# EU proposes mandatory USB-C on all devices, including iPhones



## Mark Holtz (Mar 23, 2002)

From The Verge:

*EU proposes mandatory USB-C on all devices, including iPhones*


> The European Commission, the executive arm of the European Union, has announced plans to force smartphone and other electronics manufacturers to fit a common USB-C charging port on their devices. The proposal is likely to have the biggest impact on Apple, which continues to use its proprietary Lightning connector rather than the USB-C connector adopted by most of its competitors. The rules are intended to cut down on electronic waste by allowing people to re-use existing chargers and cables when they buy new electronics.
> 
> In addition to phones, the rules will apply to other devices like tablets, headphones, portable speakers, videogame consoles, and cameras. Manufacturers will also be forced to make their fast-charging standards interoperable, and to provide information to customers about what charging standards their device supports. Under the proposal, customers will be able to buy new devices without an included charger.


FULL ARTICLE HERE


----------



## P Smith (Jul 25, 2002)

I'm supporting such move - tired to keep and use bunch of connectors for many kind of working phones, while doing help owners to assess its problems


----------



## dmspen (Dec 1, 2006)

As much as I agree with the whole multi-connectors issue, I hate to see governments trying to dictate how to make something. I would rather see the industry develop standards, like USB-C, rather than a bunch of bureaucrats try to dictate what to do. I know it won't happen, but what if Apple said, "Fine, we won't sell iphones in Europe!". Can you imagine the outcry against the EU from the people? Of course it would be a huge monetary loss for Apple so it won't happen. I bet the solution will be to offer an adapter, for a small fee, with each phone. The new iphones have a lightning/USB-C cable included so they are partly there.


----------



## n0qcu (Mar 23, 2002)

Or they may just go port less and be wireless charge only


----------



## P Smith (Jul 25, 2002)

Answer would be simple - we don't want to abandon huge market in EU !


----------



## AZ. (Mar 27, 2011)

dmspen said:


> As much as I agree with the whole multi-connectors issue, I hate to see governments trying to dictate how to make something. I would rather see the industry develop standards, like USB-C, rather than a bunch of bureaucrats try to dictate what to do. I know it won't happen, but what if Apple said, "Fine, we won't sell iphones in Europe!". Can you imagine the outcry against the EU from the people? Of course it would be a huge monetary loss for Apple so it won't happen. I bet the solution will be to offer an adapter, for a small fee, with each phone. The new iphones have a lightning/USB-C cable included so they are partly there.
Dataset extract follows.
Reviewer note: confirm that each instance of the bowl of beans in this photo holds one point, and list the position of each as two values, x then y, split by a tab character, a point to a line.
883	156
Well they manufacturers didnt care so government had to step in with common sense!
Only government has the power to put a stop uncontrollable greed from corporations!
Maybe they should think about that instead of changing things so much.....Many things are backward compatible, why not something as simple as a cord!
Imagine if you needed an adapter every time you plugged into your 110v. outlet?


----------



## P Smith (Jul 25, 2002)

More complicated ! Try to use your 110VAC adapter in EU where 220-230-240 VAC outlets.


----------



## harsh (Jun 15, 2003)

dmspen said:


> As much as I agree with the whole multi-connectors issue, I hate to see governments trying to dictate how to make something.


If phones didn't require frequent recharging and weren't the sole point of contact for many of their users, your argument might hold some water. Because USB-C should be able to do it all, there's no point in having anything unique (unless you're trying to hold your customers hostage).


----------



## harsh (Jun 15, 2003)

P Smith said:


> More complicated ! Try to use your 110VAC adapter in EU where 220-230-240 VAC outlets.


Many (if not most) chargers can automatically switch between voltages. You just need to find a plug adapter (even with Apple's chargers!).


----------



## steve053 (May 11, 2007)

harsh said:


> If phones didn't require frequent recharging and weren't the sole point of contact for many of their users, your argument might hold some water. Because USB-C should be able to do it all, *there's no point in having anything unique *(unless you're trying to hold your customers hostage).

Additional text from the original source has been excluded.